Monday, September 20, 2010

Big Goverment, Big Taxes, Big Problems



When government creates taxes for the purpose of changing your behavior, your freedom of self-determination has been violated.  Do you understand this?  Do you care?

Shouldn't you be making the choices which shape the way your life story unfolds?  Should government be choosing the correct path for you instead?  Which would you prefer?  Does either of these two options sound scary to you?

One political party in this country is particulary in love with taxation.  They want to tax practically everything.  And they'd like to coerce your behavior whilst imposing said taxation upon you.  It utterly amazes me that there is any popular support whatsoever for a political party bearing such a platform.  Basically, their message is "We'll take what's yours, and tell you what to do."  Oh, how inviting.  Yet there are advocates for this.  They are known as the liberal leftists.

I often see articles with reader comments afterward wherein "tea-partiers" are immediately referred to with the most vile derogatory terms.  Descriptions along the lines of "moronic", "racist", "stupid", "uneducated", "backward", etc.  Sometimes it's not just in the readers' comments, but the author's prose as well.   It's quite frustrating, because I just feel like I've missed the logic altogether (it seems so natural and automatic in their writing, how could I not draw the same conclusions?).

For the record, the Tea Party Movement stands for the following principles:
  • Fiscal Responsibility
  • Constitutionally Limited Government
  • Free Markets
What's wrong with any of that?  Is there something there which isn't really a good idea?  So why all the insults and name-calling?  Aren't those three points all good things

According to Paul Krugman  "... among the undeniably rich, a belligerent sense of entitlement has taken hold: it’s their money, and they have the right to keep it."  Well, uh, yes.  I'd say our government displays a "belligerent sense of entitlement" -- to its citizens' money.  Once laundered through the purifying act of conversion into "tax revenue", your money becomes government property.  Never mind how they got it, right?

Let us not forget that the Soviet Union provided for us a brilliant example of what happens when you erase economic incentives from your society.  When an engineer earns the same wages as a bus driver, innovative technological inventions are far less common.  When a doctor earns the wages of a trash collector, the quality of your health care (and enthusiasm on the part of its provider) tends to decline.  Your local grocery's shelves are poorly stocked with a bland selection of minimal choices, as deemed necessary by the central-planning administrators (who are also poorly motivated and completely uninterested in your level satisfaction with said choices).

Maybe the folks doing that name-calling have something to hide.  Perhaps this strikes a raw nerve.  Maybe they're insecure in their own beliefs.  Why anyone would want to have less freedom and property rights is beyond me.

Benjamin Franklin wrote:   "They who can give up essential liberty to obtain a little temporary safety, deserve neither liberty nor safety."  Thus, the benefit of constitutionally limited government should be readily apparent.  And yet we have an army of Krugmans out there, professing that exactly the opposite is true.

As we near the expiration of the oft-maligned "Bush Tax Cuts", I am reminded of one of my axioms for civilization:

Taxation should not be used as a tool for coercion.

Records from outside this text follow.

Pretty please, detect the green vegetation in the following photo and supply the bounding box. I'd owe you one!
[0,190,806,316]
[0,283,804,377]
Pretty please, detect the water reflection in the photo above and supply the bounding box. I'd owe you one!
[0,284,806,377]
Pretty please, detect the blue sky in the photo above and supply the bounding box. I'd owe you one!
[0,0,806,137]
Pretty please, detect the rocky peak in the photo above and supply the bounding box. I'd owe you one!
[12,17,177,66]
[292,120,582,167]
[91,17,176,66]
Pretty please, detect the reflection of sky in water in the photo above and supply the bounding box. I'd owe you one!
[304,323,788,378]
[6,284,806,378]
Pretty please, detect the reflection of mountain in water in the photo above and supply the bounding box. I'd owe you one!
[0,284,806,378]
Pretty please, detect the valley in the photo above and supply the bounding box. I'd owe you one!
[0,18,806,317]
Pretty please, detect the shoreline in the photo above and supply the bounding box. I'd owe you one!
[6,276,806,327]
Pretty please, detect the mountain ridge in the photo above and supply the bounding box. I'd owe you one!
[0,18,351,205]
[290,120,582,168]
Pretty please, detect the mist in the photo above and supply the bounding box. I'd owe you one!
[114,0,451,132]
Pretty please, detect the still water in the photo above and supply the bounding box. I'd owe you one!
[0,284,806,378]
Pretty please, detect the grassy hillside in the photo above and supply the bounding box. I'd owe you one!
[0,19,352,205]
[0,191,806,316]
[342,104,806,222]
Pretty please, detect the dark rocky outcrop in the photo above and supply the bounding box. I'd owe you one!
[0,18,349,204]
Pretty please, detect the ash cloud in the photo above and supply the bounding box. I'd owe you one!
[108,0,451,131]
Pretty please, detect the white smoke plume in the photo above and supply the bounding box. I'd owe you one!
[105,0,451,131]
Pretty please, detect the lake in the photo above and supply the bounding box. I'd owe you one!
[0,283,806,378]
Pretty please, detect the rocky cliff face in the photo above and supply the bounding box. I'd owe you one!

Never have I found a case in contradiction of this rule.  Test any tax, proposed or enacted, against that.  Will it serve a purpose with rational basis, or is it a punitive tool by which the government seeks to alter your personal decisions?  Examples:

  • Soft drinks taxed, because "they make kids fat."  You're making the wrong choices for yourself.  Watch out for that trans-fat, too.
  • Carbon taxed, because of "purported environmental damage" based on dubious scientific claims from Al Gore.
  • Tobacco taxed at ludicrous levels of 400% or more, because of "increased costs of the resulting healthcare needs."  Oh, and by the way, government just assumed responsibility for administering your health care.  Conflict of interest, anyone?
  • Ammunition taxed because, well, "it's for guns, and of course, they're just bad."  Only the government has a need for weapons, pal.
  • Gasoline taxed, "to pay for infrastructure development" that never actually happens.  Oh yeah, they spent that money on a boatload of other budgetary pork.  Sorry.
Now, since all the taxes in place still aren't enough to feed the gigantic bureaucratic monster's hunger, California is mulling handing out IOUs again.  Isn't that just wonderful.